Feeding The Grant By Estoppel (43)
This section is based on the principle of estoppel which is here also known as feeding
the grant by estoppel. A person who has interest in an immovable property can transfer
that property but a person not having any interest or title in the property cannot transfer
the property and would convey no title to the transferee. Where a person having no
authority professes to transfer any immovable property, he is estopped from denying
the transfer when he subsequently acquires such authority. The principle of this section
is based upon the following two principles:—
(1) The common law doctrine of estoppel by deed
(2) The equitable principle that if a person promises more than he can perform, then he must fulfil the promise when he gets the ability to do so.

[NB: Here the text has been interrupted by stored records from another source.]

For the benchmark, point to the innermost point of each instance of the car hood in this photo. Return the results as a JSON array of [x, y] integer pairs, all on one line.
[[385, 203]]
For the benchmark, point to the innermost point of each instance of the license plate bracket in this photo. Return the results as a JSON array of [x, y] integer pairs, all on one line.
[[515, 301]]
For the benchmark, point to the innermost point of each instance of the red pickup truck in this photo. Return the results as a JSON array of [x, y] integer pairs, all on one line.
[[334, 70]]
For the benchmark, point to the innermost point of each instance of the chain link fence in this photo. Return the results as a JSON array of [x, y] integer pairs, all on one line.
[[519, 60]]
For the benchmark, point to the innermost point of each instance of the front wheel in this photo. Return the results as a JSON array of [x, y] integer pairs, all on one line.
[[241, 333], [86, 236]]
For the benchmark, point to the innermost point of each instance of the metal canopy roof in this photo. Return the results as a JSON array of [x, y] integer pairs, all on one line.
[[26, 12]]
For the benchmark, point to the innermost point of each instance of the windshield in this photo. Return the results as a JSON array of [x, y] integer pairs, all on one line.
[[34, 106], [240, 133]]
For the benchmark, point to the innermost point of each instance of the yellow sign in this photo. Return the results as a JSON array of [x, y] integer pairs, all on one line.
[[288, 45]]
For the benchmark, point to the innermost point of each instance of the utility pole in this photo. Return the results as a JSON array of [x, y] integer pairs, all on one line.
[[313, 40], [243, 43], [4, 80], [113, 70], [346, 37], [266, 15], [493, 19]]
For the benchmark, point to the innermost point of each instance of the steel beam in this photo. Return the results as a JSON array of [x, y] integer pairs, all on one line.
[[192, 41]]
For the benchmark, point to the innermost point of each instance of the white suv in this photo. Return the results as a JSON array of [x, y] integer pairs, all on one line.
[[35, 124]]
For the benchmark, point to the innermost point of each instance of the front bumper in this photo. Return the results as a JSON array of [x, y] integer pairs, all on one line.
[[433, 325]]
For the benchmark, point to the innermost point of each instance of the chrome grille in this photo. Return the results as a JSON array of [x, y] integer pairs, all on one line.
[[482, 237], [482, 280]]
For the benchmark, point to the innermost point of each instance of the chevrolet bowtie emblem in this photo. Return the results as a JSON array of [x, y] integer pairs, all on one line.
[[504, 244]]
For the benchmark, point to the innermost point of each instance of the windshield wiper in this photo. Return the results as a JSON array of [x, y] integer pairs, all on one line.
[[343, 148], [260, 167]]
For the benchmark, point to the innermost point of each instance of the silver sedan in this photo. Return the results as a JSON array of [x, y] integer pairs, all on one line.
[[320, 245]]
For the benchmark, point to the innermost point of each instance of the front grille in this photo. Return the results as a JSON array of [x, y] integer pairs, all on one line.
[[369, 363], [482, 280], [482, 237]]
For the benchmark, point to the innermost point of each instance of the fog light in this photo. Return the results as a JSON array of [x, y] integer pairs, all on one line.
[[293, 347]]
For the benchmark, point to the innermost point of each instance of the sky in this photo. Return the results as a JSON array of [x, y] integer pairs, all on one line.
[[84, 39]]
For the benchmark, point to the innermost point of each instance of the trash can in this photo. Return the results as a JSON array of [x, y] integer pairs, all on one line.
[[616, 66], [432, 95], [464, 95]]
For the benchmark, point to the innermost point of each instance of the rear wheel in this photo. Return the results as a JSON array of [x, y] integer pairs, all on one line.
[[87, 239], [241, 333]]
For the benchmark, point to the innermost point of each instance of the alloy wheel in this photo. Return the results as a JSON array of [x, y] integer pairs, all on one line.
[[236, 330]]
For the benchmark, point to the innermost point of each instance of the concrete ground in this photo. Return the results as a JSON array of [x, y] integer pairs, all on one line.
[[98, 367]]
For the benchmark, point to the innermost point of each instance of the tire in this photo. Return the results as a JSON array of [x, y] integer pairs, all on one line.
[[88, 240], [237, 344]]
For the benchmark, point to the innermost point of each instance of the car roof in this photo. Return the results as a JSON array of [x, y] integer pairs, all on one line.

The doctrine comes into play when a person transfers property to which he has no title, on a representation that he has a present and transferable interest in, and acting on that representation, the transferee takes the transfer for consideration.
When these conditions are satisfied the section says that if the transferor subsequently acquires the property the transferee becomes entitled to it if the transfer has not been cancelled in the meantime and is still persisting.
“The doctrine envisages that where a grantor has purported to grant an interest in land which he did not at the time possess, but subsequently acquires, the benefit of his subsequent acquisition, goes automatically to the earlier grantee, or as it is usually expressed, feeds the estoppel”.
This principle is based on an equitable doctrine that a person who promised to perform more than he can perform must make good his
contract when he acquires the power of performance where properties in question
were sold by an auction.
“
Essential Requirements of the Section 43
(1) a fraudulent or erroneous representation that the transferor had authority to transfer the property.
(2) the transfer is for consideration.
(3) the transferor subsequently acquires the interest which he professed to transfer.
Conditions to fulfil the grant by estoppel
In order to get the benefit of the provision, the conditions which must be satisfied are:
(1) the contract of transfer was made by a person who was competent to contract;
and
(2) the contract was subsisting at the time when a claim for recovery of the property was made.
Insured Property (Section 49)
Section 49 says that where any immovable property is transferred for consideration and on the date of its transfer the whole of such property or any part of it may have been insured against loss or damage by fire, the transferee, if any such loss occurs to the property and the transferor receives money under the insurance policy may require such money to be applied in reinstating the property. However, this right is subject to a contrary contract.